CONQUISTA E ABANDONO

                                                                  

    






Há um elemento nas relações amorosas que merece análise, pois pode interferir no estabelecimento de uma parceria. Refiro-me à idéia de “conquista”. Nesse caso, a aproximação amorosa teria seu desfecho quando uma das partes se revelasse tão apaixonada que nada mais poderia negar ao amado. Estaria então realizada a conquista e o desvalorizado objeto de amor, agora à mercê do vitorioso, já pode ser abandonado.
É a isso que dou o nome de “conquista”. Usando uma imagem de guerra, trata-se de “mais um avião derrubado”. Tem mais a ver com potência, com auto-afirmação e até  com vingança do que com ternura, afeto e derivados. Mas a conquista se torna impossível na ausência absoluta de afeto. Então, o que em geral mais encontramos é a mistura de desejo pelo outro com o prazer do triunfo. Como ocorre freqüentemente, um olhar penetrante na infância poderá nos guiar no nó labiríntico de sentimentos que constituem o amor.
Destaco dois aspectos polares ---  a conquista e a aproximação mútua -- de uma mistura complexa que é a atração erótica. Numa primeira etapa de vida, o amor erótico vai surgindo e se consolidando no recebimento de ternura, leite, cuidados físicos e carinho. Mais adiante, tendo já a criança adquirido uma inicial capacidade de discernimento, sente a mãe como conquistada; é uma mãe que pode ser controlada e manipulada para fornecer bens que, apesar da resistência materna, a criança deseja. Refiro-me aos objetos preciosos aos quais a criança só tem acesso pela mãe, como brinquedos, roupas, guloseimas, diversões. Ela experimenta um poder sobre a mãe ao vencer sua relutância em fornecer tais objetos.
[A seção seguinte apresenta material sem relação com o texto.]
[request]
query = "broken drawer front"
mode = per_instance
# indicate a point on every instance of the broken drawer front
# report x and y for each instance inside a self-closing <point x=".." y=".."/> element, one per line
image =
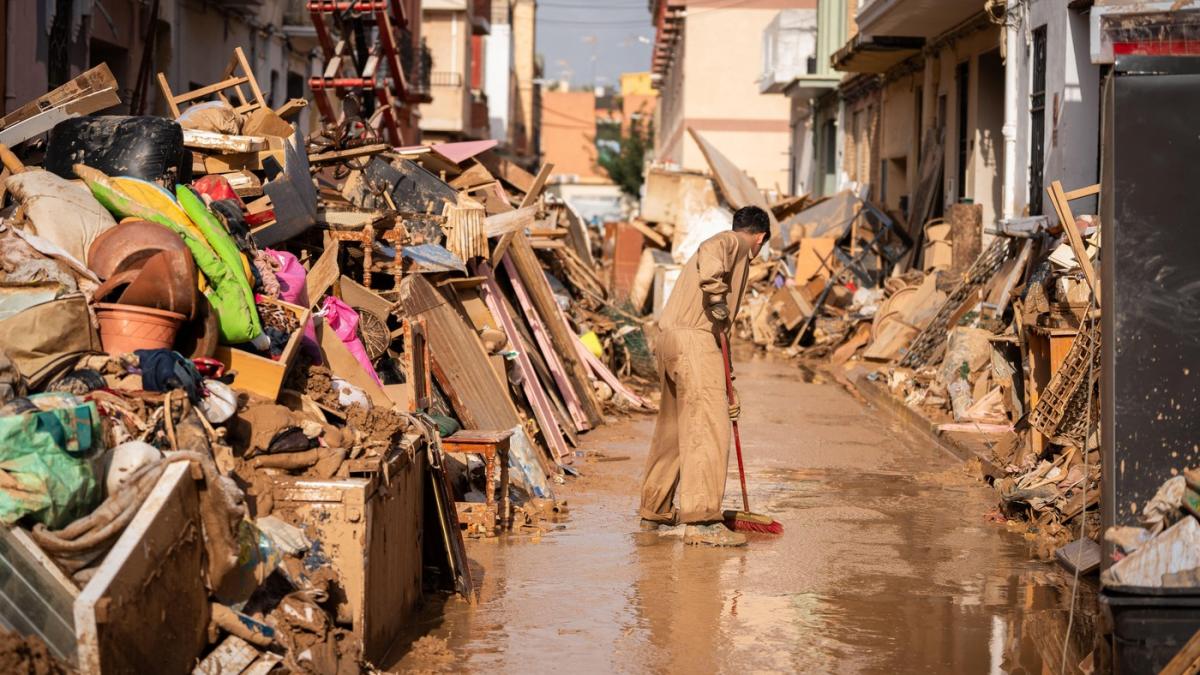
<point x="370" y="529"/>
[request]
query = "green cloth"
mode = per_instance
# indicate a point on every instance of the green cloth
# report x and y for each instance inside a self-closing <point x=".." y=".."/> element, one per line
<point x="43" y="467"/>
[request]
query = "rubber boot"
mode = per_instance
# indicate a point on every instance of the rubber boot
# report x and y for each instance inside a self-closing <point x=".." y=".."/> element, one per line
<point x="714" y="535"/>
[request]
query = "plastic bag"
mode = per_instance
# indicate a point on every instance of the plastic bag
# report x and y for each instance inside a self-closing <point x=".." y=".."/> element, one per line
<point x="345" y="322"/>
<point x="45" y="471"/>
<point x="144" y="147"/>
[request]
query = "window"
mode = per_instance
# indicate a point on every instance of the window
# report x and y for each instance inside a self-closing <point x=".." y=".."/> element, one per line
<point x="964" y="77"/>
<point x="1037" y="120"/>
<point x="295" y="85"/>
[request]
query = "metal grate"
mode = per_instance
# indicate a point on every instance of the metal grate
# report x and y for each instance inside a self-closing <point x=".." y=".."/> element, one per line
<point x="1061" y="410"/>
<point x="931" y="341"/>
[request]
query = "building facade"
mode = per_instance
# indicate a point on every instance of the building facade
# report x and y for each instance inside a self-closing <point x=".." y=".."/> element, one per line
<point x="454" y="31"/>
<point x="707" y="65"/>
<point x="190" y="42"/>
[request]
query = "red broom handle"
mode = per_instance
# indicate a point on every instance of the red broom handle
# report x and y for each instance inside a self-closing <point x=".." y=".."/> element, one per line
<point x="737" y="437"/>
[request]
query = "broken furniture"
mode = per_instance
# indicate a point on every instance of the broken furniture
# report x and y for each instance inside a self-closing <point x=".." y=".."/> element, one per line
<point x="231" y="79"/>
<point x="369" y="524"/>
<point x="378" y="83"/>
<point x="148" y="584"/>
<point x="492" y="515"/>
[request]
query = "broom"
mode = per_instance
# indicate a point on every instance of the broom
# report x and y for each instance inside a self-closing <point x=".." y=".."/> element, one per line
<point x="743" y="520"/>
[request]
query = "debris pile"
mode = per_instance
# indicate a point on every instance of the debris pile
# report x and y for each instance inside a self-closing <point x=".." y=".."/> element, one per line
<point x="241" y="370"/>
<point x="994" y="340"/>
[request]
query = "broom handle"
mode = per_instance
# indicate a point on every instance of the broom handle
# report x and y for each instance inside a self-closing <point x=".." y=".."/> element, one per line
<point x="737" y="437"/>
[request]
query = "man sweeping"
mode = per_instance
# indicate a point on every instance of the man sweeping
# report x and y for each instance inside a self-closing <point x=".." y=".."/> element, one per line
<point x="689" y="453"/>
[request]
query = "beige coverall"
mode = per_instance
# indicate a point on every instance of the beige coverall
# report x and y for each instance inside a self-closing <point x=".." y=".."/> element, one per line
<point x="690" y="449"/>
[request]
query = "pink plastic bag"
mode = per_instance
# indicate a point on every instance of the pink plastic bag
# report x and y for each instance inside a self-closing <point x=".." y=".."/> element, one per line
<point x="293" y="279"/>
<point x="345" y="322"/>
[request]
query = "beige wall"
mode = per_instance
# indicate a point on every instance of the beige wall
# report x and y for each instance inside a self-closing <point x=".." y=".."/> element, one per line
<point x="568" y="135"/>
<point x="984" y="172"/>
<point x="898" y="139"/>
<point x="448" y="35"/>
<point x="720" y="60"/>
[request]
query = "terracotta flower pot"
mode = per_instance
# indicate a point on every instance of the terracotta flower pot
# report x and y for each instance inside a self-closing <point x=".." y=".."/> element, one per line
<point x="127" y="328"/>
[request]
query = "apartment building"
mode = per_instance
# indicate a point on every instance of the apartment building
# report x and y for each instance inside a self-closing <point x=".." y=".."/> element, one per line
<point x="454" y="31"/>
<point x="707" y="63"/>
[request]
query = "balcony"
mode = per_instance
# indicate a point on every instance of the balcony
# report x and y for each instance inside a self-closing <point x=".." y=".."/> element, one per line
<point x="418" y="64"/>
<point x="445" y="79"/>
<point x="481" y="17"/>
<point x="913" y="18"/>
<point x="789" y="49"/>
Esse é o componente de conquista do amor infantil.
A mãe que sabe exercer uma intimidade carinhosa, sabe trocar afetos e distingue necessidade de demanda –podendo criteriosamente atender às demandas materiais/afetivas próximas da necessidade --- estará preparando um ser humano capaz de lidar com os múltiplos e contraditórios sentimentos de uma relação amorosa.
Mães pouco sensíveis, que não percebem as demandas de afeto do filho, mas, por outro lado, atendem aos seus pedidos materiais, poderão criar uma conjuntura na qual a rejeição de intimidade com a conseqüente incompreensão afetiva convive com o sentimento de capacidade da criança de provocar comportamentos objetivos e obter artefatos. Para não se sentir rejeitada, a criança evita pedir afeto, concentrando-se naquilo que consegue pelo controle e manipulação da mãe: comportamentos objetivos e objetos materiais. A criança desiste da mãe afetiva. Isso, transportado para a idade adulta, resulta em conquistar e repudiar, usufruindo o parceiro por um tempo e abandonando-o antes que se concretizem os temores de se sentir incompreendido. A relação de afeto fica ofuscada pelas demandas objetivas e materiais. É próprio das demandas materiais exigir a todo momento novos objetos. E o parceiro, transformado em objeto, é trocado por outro antes que manifeste seu presumido comportamento de insensibilidade. A relação então se alicerça na dominação e não na compreensão.
As dosagens de mutualidade e conquista erótica em uma relação dependem de como experiências passadas foram elaboradas e transformadas em modos de vinculação. O aspecto conquista poderá ter menos força que o aspecto compreensão. A relação poderá então se manter por tempo suficiente para que a experiência presente corrija as distorções do passado. O reconhecimento do uso da conquista como defesa contra a frustrante sensação de falta de intimidade facilitará a preservação e o desenvolvimento da relação.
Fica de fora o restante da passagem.